Le Prussien veut parler. On le hue… Il insiste,
On rit, on crie : « A bas le Prussien ! le trembleur !
Qu’il aille sous le froc se cacher, s’il a peur ! »

Alors le vieux Maciej relève encor la tête,
Et, de ces cris confus dominant la tempête :
« Vous riez de Robak, dit-il, vous avez tort.
Ce ver là de vous tous est encor le plus fort.
Un coup d’œil m’a suffi pour voir ce qu’il peut être,
A mon approche, il s’est détourné, le bon prêtre.
Il avait peur ; c’est moi qui l’aurais confessé !
Mais laissons en repos dormir le temps passé.
N’allez pas le chercher ; ce serait inutile.
Si ces bruits sont sortis de son cerveau fertile,
Qui sait quel est son but ? C’est un gaillard habile !
Mais si vous ne savez rien de plus, pauvres fous,
Pourquoi venir crier ici ? Que voulez-vous ?

— « La guerre ! » — « Contre qui ? dit-il, et parlez vite ! »
— « Contre qui ? mais parbleu contre le Moscovite ! »

Le Prussien cependant ne cessait de crier ;
Il obtient qu’on l’écoute à force de prier,
Et l’on entend percer sa voix criarde et grêle.

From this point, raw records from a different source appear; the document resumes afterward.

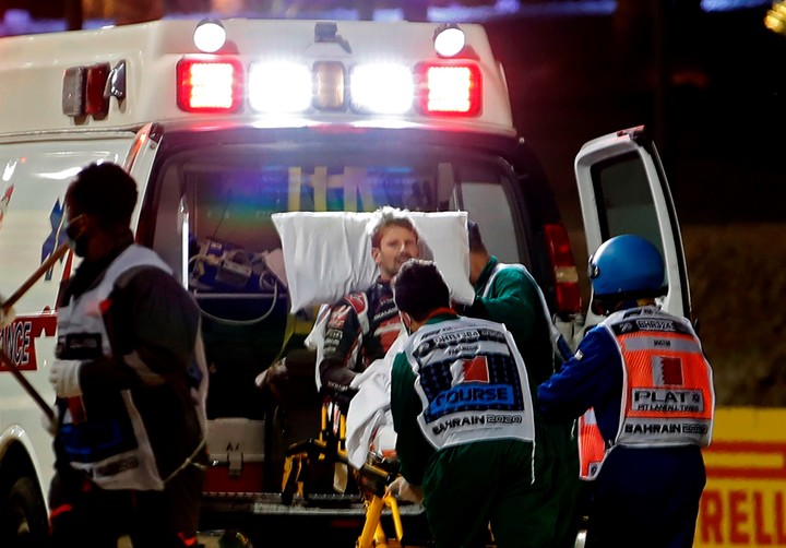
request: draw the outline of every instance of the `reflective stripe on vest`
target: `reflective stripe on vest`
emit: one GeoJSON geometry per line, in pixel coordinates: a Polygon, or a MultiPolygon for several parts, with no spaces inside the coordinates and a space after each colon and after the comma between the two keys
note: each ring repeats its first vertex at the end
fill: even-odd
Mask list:
{"type": "MultiPolygon", "coordinates": [[[[111,356],[109,334],[104,324],[103,312],[109,306],[107,299],[117,279],[136,266],[154,266],[167,272],[169,267],[150,249],[130,246],[104,273],[96,287],[71,300],[58,311],[58,357],[63,359],[88,359],[69,355],[70,339],[100,339],[95,356],[111,356]]],[[[63,416],[60,436],[69,444],[67,451],[71,466],[85,472],[104,489],[162,490],[164,483],[158,474],[147,432],[129,390],[119,394],[122,417],[96,417],[91,409],[91,420],[81,421],[78,409],[82,398],[70,398],[69,410],[63,416]]]]}
{"type": "Polygon", "coordinates": [[[584,480],[595,479],[604,458],[606,443],[595,418],[595,409],[587,409],[579,417],[579,477],[584,480]]]}

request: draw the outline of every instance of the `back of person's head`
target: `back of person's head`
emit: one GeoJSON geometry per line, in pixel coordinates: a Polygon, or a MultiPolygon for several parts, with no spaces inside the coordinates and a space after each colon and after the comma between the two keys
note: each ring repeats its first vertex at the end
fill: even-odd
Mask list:
{"type": "Polygon", "coordinates": [[[409,221],[409,218],[405,217],[396,210],[393,210],[391,207],[383,207],[381,210],[380,219],[377,223],[377,226],[374,226],[373,231],[371,233],[372,248],[380,247],[380,245],[382,243],[382,237],[384,236],[385,231],[392,226],[406,228],[415,235],[416,240],[419,239],[417,229],[415,228],[415,225],[413,225],[413,222],[409,221]]]}
{"type": "Polygon", "coordinates": [[[136,183],[120,166],[91,164],[69,186],[66,202],[92,215],[104,228],[129,226],[136,205],[136,183]]]}
{"type": "Polygon", "coordinates": [[[472,253],[487,253],[486,245],[483,242],[480,237],[480,228],[474,221],[467,221],[467,233],[469,238],[469,252],[472,253]]]}
{"type": "Polygon", "coordinates": [[[590,258],[588,277],[596,299],[626,300],[664,295],[664,261],[657,248],[635,235],[606,240],[590,258]]]}
{"type": "Polygon", "coordinates": [[[432,261],[409,259],[393,282],[396,307],[421,321],[433,310],[450,306],[450,289],[432,261]]]}

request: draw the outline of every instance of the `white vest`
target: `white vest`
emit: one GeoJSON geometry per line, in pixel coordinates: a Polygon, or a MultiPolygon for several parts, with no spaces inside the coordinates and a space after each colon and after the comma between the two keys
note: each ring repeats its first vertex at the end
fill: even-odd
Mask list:
{"type": "MultiPolygon", "coordinates": [[[[95,357],[111,356],[109,336],[102,317],[103,302],[124,272],[143,265],[170,272],[169,266],[154,251],[130,246],[109,265],[96,287],[58,310],[58,357],[71,359],[69,353],[80,352],[69,349],[67,339],[97,342],[98,337],[100,348],[93,348],[95,357]]],[[[88,350],[86,348],[83,352],[88,350]]],[[[104,489],[162,490],[164,480],[156,467],[147,432],[131,392],[123,390],[119,397],[126,416],[107,420],[94,420],[91,417],[88,422],[81,422],[79,417],[80,410],[84,409],[81,398],[70,398],[60,434],[67,437],[67,432],[74,432],[76,438],[85,440],[82,443],[85,449],[83,454],[69,454],[71,466],[85,472],[93,483],[104,489]],[[87,438],[92,438],[95,443],[86,441],[87,438]]],[[[78,451],[79,446],[78,443],[71,451],[78,451]]]]}
{"type": "Polygon", "coordinates": [[[526,368],[504,325],[471,318],[426,324],[403,352],[422,402],[418,424],[434,448],[535,440],[526,368]]]}

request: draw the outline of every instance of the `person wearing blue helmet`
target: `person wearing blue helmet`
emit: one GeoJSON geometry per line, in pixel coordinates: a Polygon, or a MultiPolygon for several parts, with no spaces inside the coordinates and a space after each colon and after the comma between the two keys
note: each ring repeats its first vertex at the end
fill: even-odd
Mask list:
{"type": "Polygon", "coordinates": [[[609,239],[590,258],[588,277],[593,310],[606,318],[537,398],[550,417],[594,410],[599,458],[587,477],[585,546],[690,547],[713,429],[712,368],[690,322],[655,302],[667,287],[650,241],[609,239]]]}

« Je veux me battre aussi, morbleu ! répétait-elle.
J’ai fait dans le Pregel, quoique sans goupillon,
Boire quatre Prussiens avec un aviron !
Ils voulaient me noyer, me trouvant le vin triste. »
— « Bartek est un luron… Bénir ! » dit Jean-Baptiste*
— « Mais, doux Jésus ! il faut pourtant savoir pourquoi
Et contre qui l’on va se battre : et dites-moi,
Reprit Bartek, comment entraîner le vulgaire
Si nous ne savons pas ce que nous voulons faire ?
Messieurs, il faut agir avec discernement
Et procéder toujours systématiquement.
L’usage veut d’abord que l’on se confédère ;
Sur l’endroit, sur le chef d’abord on délibère.


[3]

  1. Konewka.
  2. C’est notre Goupillon (Kropiciel) que le poète appelle ici Chrzciciel (mot à mot le baptiseur ou baptiste).
  3. C’est notre Goupillon (Kropiciel) que le poète appelle ici Chrzciciel (mot à mot le baptiseur ou baptiste).